I’ve recently noticed that my system has a new local disk, named Q:
While I was curious as to how this disk came about, given that no one else uses my computer, I wasn’t too bothered about it. Last night, while working with a friend, I was asked a question - “What’s that Local Disk (Q:)? I’ve got one on my system too and it popped out of nowhere.”
Naturally, I started digging.
The first place I checked was the Disk Management Utility and what I found there was weird.
The disk isn’t there, but then it is.
I tried to open the disk via Windows Explorer and got an “Access is Denied” error.

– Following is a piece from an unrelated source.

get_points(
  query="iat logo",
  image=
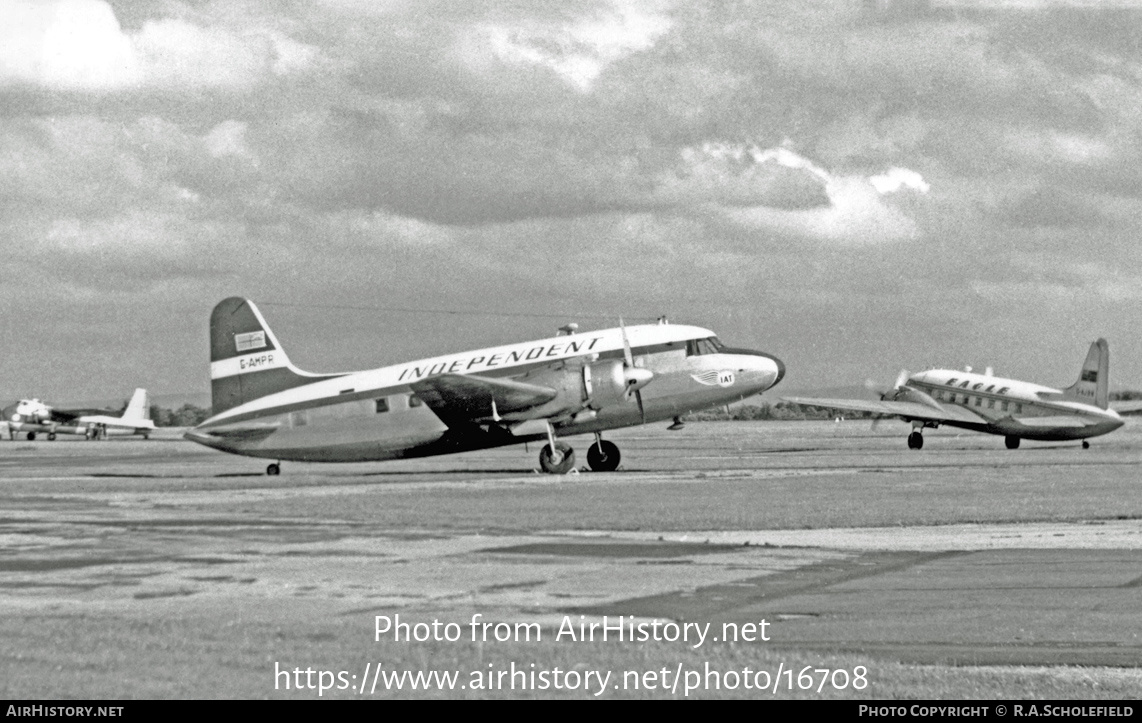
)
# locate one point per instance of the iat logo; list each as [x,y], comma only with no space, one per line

I then took a look in the registry, checking HKLM\SYSTEM\MountedDevices and as expected, Q: was there.
So what is this mysterious Q: that’s there, inaccessible and not a partition of any existing physical drives?
At this point, I was totally lost. It still hasn’t hit me that this drive appeared right after installing Office 2010 Beta.

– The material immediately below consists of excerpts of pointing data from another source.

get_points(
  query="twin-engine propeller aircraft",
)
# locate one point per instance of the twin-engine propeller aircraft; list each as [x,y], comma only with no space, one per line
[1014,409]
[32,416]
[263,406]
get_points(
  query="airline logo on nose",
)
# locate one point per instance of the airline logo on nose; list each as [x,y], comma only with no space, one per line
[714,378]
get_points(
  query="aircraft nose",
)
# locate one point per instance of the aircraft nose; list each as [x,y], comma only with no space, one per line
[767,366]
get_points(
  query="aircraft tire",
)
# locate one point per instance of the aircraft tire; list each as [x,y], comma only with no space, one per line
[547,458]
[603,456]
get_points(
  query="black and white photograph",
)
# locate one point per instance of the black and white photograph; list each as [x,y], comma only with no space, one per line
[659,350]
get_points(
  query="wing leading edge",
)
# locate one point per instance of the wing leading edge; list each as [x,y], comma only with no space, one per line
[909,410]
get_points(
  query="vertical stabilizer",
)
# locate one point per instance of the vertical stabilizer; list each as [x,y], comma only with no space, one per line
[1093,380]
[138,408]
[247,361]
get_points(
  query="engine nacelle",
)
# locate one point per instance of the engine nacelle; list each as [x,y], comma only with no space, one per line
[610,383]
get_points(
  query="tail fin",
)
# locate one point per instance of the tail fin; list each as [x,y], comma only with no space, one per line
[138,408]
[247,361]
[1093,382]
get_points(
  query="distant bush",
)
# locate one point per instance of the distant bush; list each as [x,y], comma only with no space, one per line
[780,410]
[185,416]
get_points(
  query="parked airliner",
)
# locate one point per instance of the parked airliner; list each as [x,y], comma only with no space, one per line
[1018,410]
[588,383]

I continued digging and the answer was found on the Microsoft Office 2010 Engineering Blog’s post on a new feature in Office 2010 – Click-to-Run . This new drive that has appeared in the system, is part of the all new “Click-to-Run” feature in Office 2010.
Office 2010 Click-to-Run is a virtualized application that is stored on Microsoft’s servers. Whenever one launches any of the Office applications as “Click-to-Run”, the system will download the necessary components to the virtual disk (Q:).
How does this benefit us?
Easy. Firstly, no updates to install. All updates will be installed on Microsoft’s servers and we’ll always have the most up to date version of Office 2010. In addition to this, since Office 2010 is installed on a server, we’ll be able to take Office 2010 with us anywhere we go. As long as there’s an internet connection, we will be able to use all Office applications that we are licensed to use. This is made possible by both “Click-to-Run” and the Microsoft Office To-Go Device Manager.
So that’s it. More detailed information on “Click-to-Run” and the “Microsoft Office To-Go Device Manager” is available on the Microsoft Office 2010 Engineering Blog.
Now you can rest easy knowing that the drive is there for a reason.